“Russia’s First Moon Mission In 47 Years Ends In A Crash”


On Sunday , the Russian space organization cited the initial discoveries of the inquiry following the communication breakdown, indicating that a robotic spacecraft of Russian origin, currently in transit, was mentioned to the Moon’s surface has encountered an accident. This marks a setback for the nation that became the first during the Cold War to send both a man and then a woman into orbit.

The Luna-25 lander, Russia’s first lunar surface mission since the 1970s, entered lunar orbit last Wednesday and was supposed to touch down on Monday morning. According to Roscosmos, the state space corporation overseeing Russian space activities, on Saturday afternoon Moscow time, the spacecraft ignited its engines to enter an orbit, which would position it for lunar landing. However, an unspecified “emergency situation” arose.

Roscosmos reported on Sunday that contact with the spacecraft was lost 47 minutes after the engine ignition. Efforts to reestablish communication failed, and Luna-25 deviated from its intended trajectory, resulting in a collision with the Moon’s surface and the termination of its existence.

It has been stated that an inter-agency committee will be formed to investigate the causes of the failure.


Luna-25 And Moon Connection Lost :-

Launched on August 11, Luna-25 aimed to become the first mission to reach the southern polar region of the Moon. Government space programs and private companies worldwide are interested in this part of the Moon as they believe it could contain water ice, a resource that future space travelers might use.

The primary goal of Luna-25 was to test the technology for landing on the Moon and assess the risks of the mission’s less risky phases. The failure of the lander’s safe phase, due to landing mishap, would add to Russia’s space struggles.

For lunar missions, two of the most tense moments are rocket launch from Earth and self-landing. In the past four years, the last few minutes of landing attempts on the lunar surface, undertaken by India, an Israeli non-profit, and a Japanese company, have seen successful “bounces” in the Moon’s vicinity.

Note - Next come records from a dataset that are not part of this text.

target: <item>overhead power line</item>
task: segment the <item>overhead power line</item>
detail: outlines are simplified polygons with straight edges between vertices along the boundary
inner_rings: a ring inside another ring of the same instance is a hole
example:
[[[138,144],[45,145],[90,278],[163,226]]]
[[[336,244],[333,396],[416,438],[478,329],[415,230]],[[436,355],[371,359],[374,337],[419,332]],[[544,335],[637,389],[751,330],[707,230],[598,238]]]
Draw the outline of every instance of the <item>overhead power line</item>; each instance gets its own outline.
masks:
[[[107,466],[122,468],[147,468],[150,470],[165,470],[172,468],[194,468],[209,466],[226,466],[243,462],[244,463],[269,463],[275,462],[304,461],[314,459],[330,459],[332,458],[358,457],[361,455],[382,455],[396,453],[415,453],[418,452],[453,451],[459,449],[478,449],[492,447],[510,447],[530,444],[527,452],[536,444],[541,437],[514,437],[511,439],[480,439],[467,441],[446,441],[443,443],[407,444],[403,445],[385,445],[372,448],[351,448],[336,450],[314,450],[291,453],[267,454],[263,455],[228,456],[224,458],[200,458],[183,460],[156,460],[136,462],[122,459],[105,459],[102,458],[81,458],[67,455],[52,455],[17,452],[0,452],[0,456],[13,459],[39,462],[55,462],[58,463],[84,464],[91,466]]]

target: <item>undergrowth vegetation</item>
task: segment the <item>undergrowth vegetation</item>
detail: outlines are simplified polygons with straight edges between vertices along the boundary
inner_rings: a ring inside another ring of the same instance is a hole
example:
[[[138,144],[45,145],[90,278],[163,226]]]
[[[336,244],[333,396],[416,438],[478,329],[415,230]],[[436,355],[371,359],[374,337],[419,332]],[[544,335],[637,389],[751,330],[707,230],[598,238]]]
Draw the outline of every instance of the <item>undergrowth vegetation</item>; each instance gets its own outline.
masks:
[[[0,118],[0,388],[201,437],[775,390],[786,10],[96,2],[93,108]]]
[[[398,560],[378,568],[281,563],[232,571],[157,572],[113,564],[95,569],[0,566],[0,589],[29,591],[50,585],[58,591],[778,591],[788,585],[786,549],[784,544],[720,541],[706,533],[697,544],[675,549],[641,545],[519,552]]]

Luna-25 Crash Landing Video For You :-

  1. “From Ascent to Descent: Russia’s Moon Mission Ends with a Crash Landing”:-

When missions fail during spacecraft engine firing, the cause is often poor construction and inadequate testing. These deficiencies were responsible for the lack of success in Russia’s previous significant interplanetary endeavor involving robotics, the Phobos-Grunt mission of 2011. Another factor can be human error, such as when NASA’s Mars Climate Orbiter burned up in the Martian atmosphere in 1999 due to a mix-up between metric and imperial units.

President Vladimir Putin, who has highlighted Russian triumphs in space as part of his power-consolidation plan, may be surprised by the mission’s failure.

On Sunday, the Russian space organization cited the initial discoveries of the inquiry following the communication breakdown, indicating that a robotic spacecraft of Russian origin, currently in transit, was mentioned.

Decades in the making :-

Also called the Luna-Glob-Lander, Luna 25 was on a journey to study the composition of the moon’s soil and the very thin lunar exosphere, or the moon’s scant atmosphere, for one year.

The mission’s trajectory allowed it to surpass India’s Chandrayaan-3 lunar lander, which launched in mid-July.

Both spacecraft were headed for the moon’s south pole region.

Much of the interest in the area comes down to the fact that it remains one of the least explored regions of the moon. The geographical area is also where scientists believe water is stored on the lunar surface in the form of ice, frozen solid in shadowy craters shielded from the sun.

Characterizations that India and Russia were racing for the lunar south pole, however, weren’t entirely accurate, according to astrophysicist Jonathan McDowell, a researcher at the Center for Astrophysics, Harvard & Smithsonian. He pointed out that both projects have been in the works for more than a decade.

Initially, Roscosmos and the European Space Agency planned to partner on Luna 25, as well as Luna 26, Luna 27 and the ExoMars rover.